We won't always know the lineage; esp with bootlegs, our data about lineages isn't all that great. However, it gives us something clean to work towards, and the number of cases where we have not one, but 2+ listings for the same concert, yet don't have known lineage for at least one of the two recordings, is pretty much a statistical blip, and as we get better data, those would get dealt with. Re: "AUD", "PRO", "AMT", "SBD", "Matrix", etc, there's not too many of them, and for anyone who would care about these releases, those are meaningful terms. In accordance with the decision in the other edit to not include this (source) info in the release titles, this removes the bootleg title, while adding the source info, but only in the RG title. LiveBootlegStyle, as is, would still be used for release titles.
-----------------------------------------------
Brian
PS: My apologies. I know my response is long. However, I feel very strongly about this. This change in guideline, as I see it, doesn't just change some minor point, but rather, it changes the entire RG concept, making it a totally subjective concept, rather than a defined objective concept.
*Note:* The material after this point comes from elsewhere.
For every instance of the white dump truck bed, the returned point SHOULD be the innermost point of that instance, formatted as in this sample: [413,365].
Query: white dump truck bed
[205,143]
And, if that change were to be made, not only do I see it as weakening the utility of RGs, but I also see it as *requring* a change to the ngs schema, such that a release could be a member of multiple RGs (n:1), rather than just one (1:1), as otherwise we're simply letting some majority (via vote) decide what they consider, on a case by case basis, to be the most preferred subjective grouping.